Linux privilege escalation with 'sudo'

Learn how to exploit 'sudo' for privilege escalation on Linux.

Linux privilege escalation with 'sudo'

The sudo command allows users to run commands with root privileges, without being root.

In some cases, non-root users are given the ability to run certain commands with administrative privileges. For example, a website user might be configured on a server to run all commands necessary for hosting and managing a website. Some of these commands might have been given permission to run using sudo.

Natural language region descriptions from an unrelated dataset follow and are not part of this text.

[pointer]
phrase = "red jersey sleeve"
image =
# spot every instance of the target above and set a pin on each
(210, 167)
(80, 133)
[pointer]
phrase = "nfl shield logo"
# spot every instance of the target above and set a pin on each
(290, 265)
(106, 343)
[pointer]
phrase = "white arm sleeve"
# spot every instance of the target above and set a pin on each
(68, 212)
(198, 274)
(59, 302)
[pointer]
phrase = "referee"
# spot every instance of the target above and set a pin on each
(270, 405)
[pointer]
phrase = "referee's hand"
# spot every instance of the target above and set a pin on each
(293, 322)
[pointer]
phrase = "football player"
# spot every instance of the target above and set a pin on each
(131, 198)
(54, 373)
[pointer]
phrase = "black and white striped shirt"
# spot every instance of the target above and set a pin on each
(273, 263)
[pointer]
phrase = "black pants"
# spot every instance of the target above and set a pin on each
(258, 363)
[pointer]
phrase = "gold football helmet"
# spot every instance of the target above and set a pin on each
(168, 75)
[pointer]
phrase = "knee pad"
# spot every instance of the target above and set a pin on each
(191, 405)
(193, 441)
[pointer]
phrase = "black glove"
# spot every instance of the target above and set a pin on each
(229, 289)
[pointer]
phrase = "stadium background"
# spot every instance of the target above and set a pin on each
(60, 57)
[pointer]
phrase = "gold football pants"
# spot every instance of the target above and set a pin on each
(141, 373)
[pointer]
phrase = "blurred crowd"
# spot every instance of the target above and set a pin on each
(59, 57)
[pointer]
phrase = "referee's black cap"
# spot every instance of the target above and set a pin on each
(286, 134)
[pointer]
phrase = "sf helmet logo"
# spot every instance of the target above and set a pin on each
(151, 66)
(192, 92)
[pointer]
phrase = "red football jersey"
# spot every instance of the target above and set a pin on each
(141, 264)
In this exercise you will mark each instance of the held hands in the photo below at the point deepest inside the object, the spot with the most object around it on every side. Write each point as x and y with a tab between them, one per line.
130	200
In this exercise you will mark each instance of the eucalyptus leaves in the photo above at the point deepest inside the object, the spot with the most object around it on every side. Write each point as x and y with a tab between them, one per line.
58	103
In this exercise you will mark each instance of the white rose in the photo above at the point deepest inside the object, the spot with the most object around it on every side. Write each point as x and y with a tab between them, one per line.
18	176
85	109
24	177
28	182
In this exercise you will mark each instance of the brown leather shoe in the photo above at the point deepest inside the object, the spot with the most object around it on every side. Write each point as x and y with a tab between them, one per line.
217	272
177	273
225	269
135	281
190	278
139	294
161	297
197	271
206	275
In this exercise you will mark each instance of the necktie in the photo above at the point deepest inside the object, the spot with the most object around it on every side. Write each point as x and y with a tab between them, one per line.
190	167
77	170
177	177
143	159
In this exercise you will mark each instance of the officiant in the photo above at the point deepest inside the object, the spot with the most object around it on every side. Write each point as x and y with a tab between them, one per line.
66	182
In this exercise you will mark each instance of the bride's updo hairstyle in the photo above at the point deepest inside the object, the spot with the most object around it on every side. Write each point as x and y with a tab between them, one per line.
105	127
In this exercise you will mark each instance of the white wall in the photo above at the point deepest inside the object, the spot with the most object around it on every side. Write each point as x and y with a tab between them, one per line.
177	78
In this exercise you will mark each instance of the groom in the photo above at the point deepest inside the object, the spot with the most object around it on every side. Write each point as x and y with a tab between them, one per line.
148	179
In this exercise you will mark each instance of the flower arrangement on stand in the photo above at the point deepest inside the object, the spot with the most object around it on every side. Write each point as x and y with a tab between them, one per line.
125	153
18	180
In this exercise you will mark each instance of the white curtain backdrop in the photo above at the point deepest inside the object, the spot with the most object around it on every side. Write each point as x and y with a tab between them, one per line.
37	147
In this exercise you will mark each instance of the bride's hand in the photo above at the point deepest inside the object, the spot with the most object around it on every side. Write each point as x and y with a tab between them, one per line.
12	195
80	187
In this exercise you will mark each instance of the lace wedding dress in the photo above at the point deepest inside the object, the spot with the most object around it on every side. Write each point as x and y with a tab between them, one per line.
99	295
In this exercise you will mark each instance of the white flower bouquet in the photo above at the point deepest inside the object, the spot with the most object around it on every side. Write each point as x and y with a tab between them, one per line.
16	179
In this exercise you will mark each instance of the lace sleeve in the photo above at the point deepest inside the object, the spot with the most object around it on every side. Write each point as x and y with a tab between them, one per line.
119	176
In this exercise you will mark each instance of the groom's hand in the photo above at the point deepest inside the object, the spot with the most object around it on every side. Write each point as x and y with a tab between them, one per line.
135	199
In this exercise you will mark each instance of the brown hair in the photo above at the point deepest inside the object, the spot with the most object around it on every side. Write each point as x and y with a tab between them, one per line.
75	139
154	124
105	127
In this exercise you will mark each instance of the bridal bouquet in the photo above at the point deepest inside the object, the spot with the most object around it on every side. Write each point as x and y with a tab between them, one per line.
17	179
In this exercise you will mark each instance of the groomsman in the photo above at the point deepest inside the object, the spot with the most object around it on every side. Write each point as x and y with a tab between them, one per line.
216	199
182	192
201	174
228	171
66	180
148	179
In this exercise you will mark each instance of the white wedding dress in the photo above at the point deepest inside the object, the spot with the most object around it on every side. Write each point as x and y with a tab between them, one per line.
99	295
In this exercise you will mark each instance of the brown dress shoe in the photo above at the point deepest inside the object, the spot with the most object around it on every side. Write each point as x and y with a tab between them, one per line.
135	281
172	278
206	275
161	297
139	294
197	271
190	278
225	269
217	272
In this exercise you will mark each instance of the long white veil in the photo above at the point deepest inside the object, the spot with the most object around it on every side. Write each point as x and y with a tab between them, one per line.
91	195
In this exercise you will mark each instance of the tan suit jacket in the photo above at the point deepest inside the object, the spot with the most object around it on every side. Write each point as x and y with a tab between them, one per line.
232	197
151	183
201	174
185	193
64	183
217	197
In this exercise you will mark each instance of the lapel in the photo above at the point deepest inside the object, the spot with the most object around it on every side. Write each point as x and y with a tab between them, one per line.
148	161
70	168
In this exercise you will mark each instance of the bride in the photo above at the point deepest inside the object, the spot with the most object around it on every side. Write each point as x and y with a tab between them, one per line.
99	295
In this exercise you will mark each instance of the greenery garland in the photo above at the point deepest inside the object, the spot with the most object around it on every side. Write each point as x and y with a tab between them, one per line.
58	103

To find out which sudo commands the current user has access to, run the following:

sudo -l

If we are lucky, we might get output similar to the following:

User website may run the following commands on website-hosting-server:
    (ALL) NOPASSWD: /usr/bin/ruby

In this example, ruby has been configured to run using sudo for the website user. Now that we have this information, we can find a way to exploit it. GTFOBins is a great resource for finding such exploits.

Searching GTFOBins for ruby, and filtering by sudo, gives us the following command:

ruby -e 'exec "/bin/sh"'

Running this command as our example website user will start a new bash shell with root privileges! 🎉

Of course, sudo -l could return a plethora of different commands which run using sudo, so you will need research each individual command to find a working sudo exploit.

Closing thoughts

It's not guaranteed that all systems will have the same configuration described in this post, but it's worth checking sudo -l and GTFOBins, as it might enable privilege escalation.